Man Merges Successfully

After a difficult moment, an Anaheim man Thursday successfully merged his 1989 Volkswagen Fox into heavy traffic on the fast-flowing Costa Mesa Freeway.

“It was touch-and-go there for a second, but then I just signaled, saw a gap, and moved slowly into the lane of traffic,” said driver Paul Salvatore, 38, a draftsman at an Irvine architectural firm.

Salvatore said he hadn't even intended to take the freeway but made a split-second decision in hopes of getting home to his wife and two daughters before two medium pizzas soaked through their boxes and into the upholstery on the passenger seat.

The fact that he didn't quite make it home in time was memorialized by a vague stain, but Salvatore didn't seem bothered. “I don't know if I've ever merged so successfully,” he said. “One second I was roaring down the onramp into a impenetrable river of cars, and the next I was in the right lane.”

Salvatore doesn't remember much about the specifics of this experience. “The tick-tick-tick of my left-hand blinker comes back to me very vividly,” he said, squeezing his eyes tightly shut as he struggled to recall the moment. “And I know I'm supposed to look over my shoulder, you know, for the blind spot, so I'm pretty sure I did that.”

Caltrans officials say hundreds of thousands of Californians merge successfully every day.

“We see this type of thing, I don't know, all the time,” said Alan Greenspan, director of highway safety for the state agency. “But it's the accidents, the people who fail to merge successfully, who get all the headlines.”

An OC Weekly survey of the Katella onramp at the 57 freeway suggested Greenspan is right.
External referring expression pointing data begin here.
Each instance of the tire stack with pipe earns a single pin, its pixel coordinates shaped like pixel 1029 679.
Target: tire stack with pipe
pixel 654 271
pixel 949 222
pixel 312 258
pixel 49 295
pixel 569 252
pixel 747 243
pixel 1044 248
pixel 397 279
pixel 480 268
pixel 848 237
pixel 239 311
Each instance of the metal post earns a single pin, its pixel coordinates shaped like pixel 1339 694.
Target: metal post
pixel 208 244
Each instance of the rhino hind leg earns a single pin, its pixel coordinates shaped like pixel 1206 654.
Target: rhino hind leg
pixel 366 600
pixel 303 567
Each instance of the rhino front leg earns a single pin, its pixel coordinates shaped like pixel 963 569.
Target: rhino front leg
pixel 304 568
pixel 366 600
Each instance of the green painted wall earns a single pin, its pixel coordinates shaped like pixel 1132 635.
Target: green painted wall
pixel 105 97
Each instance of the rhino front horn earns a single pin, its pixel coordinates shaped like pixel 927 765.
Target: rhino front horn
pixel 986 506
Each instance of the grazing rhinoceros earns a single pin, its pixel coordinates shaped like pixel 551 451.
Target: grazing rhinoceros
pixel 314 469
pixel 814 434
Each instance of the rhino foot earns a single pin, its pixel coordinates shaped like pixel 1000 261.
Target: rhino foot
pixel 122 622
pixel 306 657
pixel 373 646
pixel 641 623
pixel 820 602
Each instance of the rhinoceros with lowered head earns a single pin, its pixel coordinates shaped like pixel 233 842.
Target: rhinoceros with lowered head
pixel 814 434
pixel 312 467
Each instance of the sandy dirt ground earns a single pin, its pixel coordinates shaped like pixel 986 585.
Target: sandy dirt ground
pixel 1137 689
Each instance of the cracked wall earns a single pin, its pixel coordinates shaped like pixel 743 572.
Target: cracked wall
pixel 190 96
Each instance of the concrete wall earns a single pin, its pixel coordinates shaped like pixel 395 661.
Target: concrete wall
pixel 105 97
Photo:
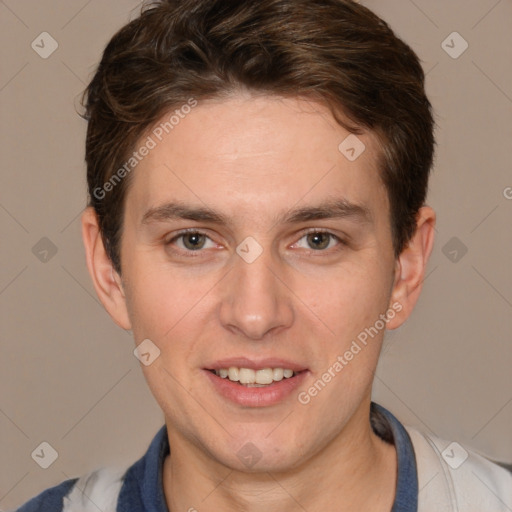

Over the course of two hours, 434 cars rising up the asphalt roadway managed to merge without major incident.

Nonetheless, many people cringe at the mere mention of merging and seek better regulation.

“Merging is simply too dangerous to be left in the hands of ordinary drivers,” said Hans Groening, director of the Santa Ana-based nonprofit group Purge the Merge. “When a ship comes into a harbor, it is required by law to bring on a harbor pilot. We're just saying.”

Purge the Merge would require California drivers to pick up state-licensed merging experts for the short trip between surface streets and highways.

Groening emphasized that his group was “happy that Mr. Salvatore merged without dismemberment, but we'd say he's lucky to be alive.” Groening then repeated the word “member” and giggled to himself.

Viewing a videotape supplied by the Weekly, experts at UC Irvine's School of Transportation said Salvatore did a “good, but not great” job of merging.

“He could have picked up a little more speed, and he signaled a few seconds later than we'd ordinarily like to see in these situations,” said Spencer Poster-Wiener, whose 1995 book Getting Together: A History of the Marriage of Auto Speed, Time and Distance on American Onramps was considered a Bible on the subject of merging until fundamentalist Christian groups objected. “Then again, you've got to remember he was transporting pizzas.”